Word has got around after around five decades that Made in Japan is one of the best live albums in the rock era. Some people even do without half -cooking relativizations and tend to go to the superlative. Not a completely absurd point of view, even when fan glasses are set, because the three concerts from Osaka and Tokyo actually present a band at the peak of their career, which was able to transform good studio tracks into adventurous live takes with exuberant joy and lots of competence.
Recommendations of the editorial team
Even those who have little to do with the British hard rock of the 1970s should – provided open ears – be impressed by the sheer energy, the improvisatory ingenuity, the joy of experiment and the relaxedness with which all of this is presented. Perhaps the best example: “Space Truckin ‘”, on the studio album Machine Head a nice, slightly glam-skirt four and a half-minute boogie, mutated on August 16 in Osaka on the almost 20-minute space trip with spherical keyboard interludies, which are more likely to commemorate the Kosmische Kuriers of the Berlin Krautrock School than to London Hardrocker. The zeitgeist was benevolent, rock music was allowed to expand in all possible directions and let off steam.
The zeitgeist was benevolent, rock music was allowed to expand in all possible directions.
Whereby the deep purple of that era, the legendary Mark II occupation, which earns, has dispensed with jazz rock opponent or progress-beautiful spiritualities-it was still a tough, rough rock’n’roll. The original album appeared in December 1972 as a double LP and sold as stupid, in Germany it was in second place on the annual charts-only topped by Heino’s “great success”. Surprising for a work that was originally only to appear as a tour souvenir in Japan and had met with little interest in parts of the band in advance.

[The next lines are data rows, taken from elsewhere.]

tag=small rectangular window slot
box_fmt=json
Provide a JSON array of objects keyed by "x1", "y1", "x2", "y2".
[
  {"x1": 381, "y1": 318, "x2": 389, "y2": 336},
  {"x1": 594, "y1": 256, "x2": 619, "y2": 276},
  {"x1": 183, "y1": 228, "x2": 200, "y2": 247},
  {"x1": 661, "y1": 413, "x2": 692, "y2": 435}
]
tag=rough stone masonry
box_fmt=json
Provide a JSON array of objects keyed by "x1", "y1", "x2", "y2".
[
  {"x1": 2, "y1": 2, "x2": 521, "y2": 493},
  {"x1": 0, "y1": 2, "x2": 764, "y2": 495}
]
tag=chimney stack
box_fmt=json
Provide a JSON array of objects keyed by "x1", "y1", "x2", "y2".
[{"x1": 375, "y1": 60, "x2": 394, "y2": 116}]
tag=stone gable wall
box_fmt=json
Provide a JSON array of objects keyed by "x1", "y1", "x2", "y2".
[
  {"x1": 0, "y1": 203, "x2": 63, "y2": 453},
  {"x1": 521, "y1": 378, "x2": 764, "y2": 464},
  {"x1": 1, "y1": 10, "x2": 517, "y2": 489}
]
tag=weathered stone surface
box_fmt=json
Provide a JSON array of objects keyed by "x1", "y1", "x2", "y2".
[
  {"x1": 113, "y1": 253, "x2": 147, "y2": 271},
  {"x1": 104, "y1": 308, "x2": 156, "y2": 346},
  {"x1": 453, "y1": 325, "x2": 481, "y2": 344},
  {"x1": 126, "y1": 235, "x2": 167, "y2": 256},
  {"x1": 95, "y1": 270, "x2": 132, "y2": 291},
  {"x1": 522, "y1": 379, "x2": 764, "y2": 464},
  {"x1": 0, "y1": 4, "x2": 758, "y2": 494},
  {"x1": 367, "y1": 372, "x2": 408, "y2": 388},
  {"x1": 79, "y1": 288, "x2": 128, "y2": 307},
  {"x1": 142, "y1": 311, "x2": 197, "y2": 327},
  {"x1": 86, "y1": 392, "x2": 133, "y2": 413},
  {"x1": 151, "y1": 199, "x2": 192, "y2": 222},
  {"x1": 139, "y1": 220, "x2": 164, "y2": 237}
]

The three-CD set from 1993 took into account all three concerts, albeit extremely incomplete, the narrower anniversary edition for the 25th birthday came with tracks from the addition, and when a box set with five CDs and a DVD documentary was published in 2014, the last word seemed to be spoken. But not: on the 50th anniversary, which is actually the 53rd, an even larger package comes, of course, revised by Steven Wilson. In addition to the classic double LP, a luxury vinyl box with ten LPs is now released for the first time, optionally also a 5-CD set including Blu-ray and atmos mixes. If you acquire the complete shows including encores and then coupled single edits, you will be spoiled with a 60-page accompanying book and the reprint of the tour poster, you have to leaf through a good 250 euros for the ten-LP box. Is the last word spoken? Stand today: yes.
This review first appeared in the MusikExpress 09/2025.